Thursday 30th November 2006 7:47 am

Christian Sandvig: Is A&R the new R&D?

Young programmers may be the new rock stars, if digital media allow anyone to make their own software and content.  Is it true that the next big thing on the Internet can be “scouted” and “harvested,” rather than “developed”?

The recording industry doesn’t have research and development (R&D) labs that create the next big hit, and it doesn’t have vocational schools that train people to be rock stars.  Instead, artist and repertoire (A&R) departments scout for new talent among the mass of hopeful musicians.  Some people think that innovation in digital media now works the same way. 

If new media allow anyone to make software and content, then major new innovations like Napster will not be pioneered by R&D labs, but harvested from students like Shawn Fanning —people who are already creating clever projects in their spare time, using building blocks like the Internet as their platform.  Maybe amateur programmers are the new rock stars.

In my work for the MacArthur series, I try to show that this isn’t something new.  In other words, R&D was always about A&R.  There is a long history of young inventor-heroes in communication technology, like these boys from the 1920s. 

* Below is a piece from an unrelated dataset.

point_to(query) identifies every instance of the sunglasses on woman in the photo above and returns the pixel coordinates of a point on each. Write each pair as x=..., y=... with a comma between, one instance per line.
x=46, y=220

It is no accident that the example innovators here are all educated white boys (not girls) from middle-class or better backgrounds.  There’s nothing wrong with being excited about the possibilities of new technologies, but it is important to see that new media don’t allow “anyone” to make software and content.  Even if digital media do provide new opportunities for creativity and innovation, this demands careful public policy attention to who learns how to use these new technologies and who has access to them.  Otherwise, the narrow group of young innovators will remain the same, and they will innovate in ways that serve their own interests.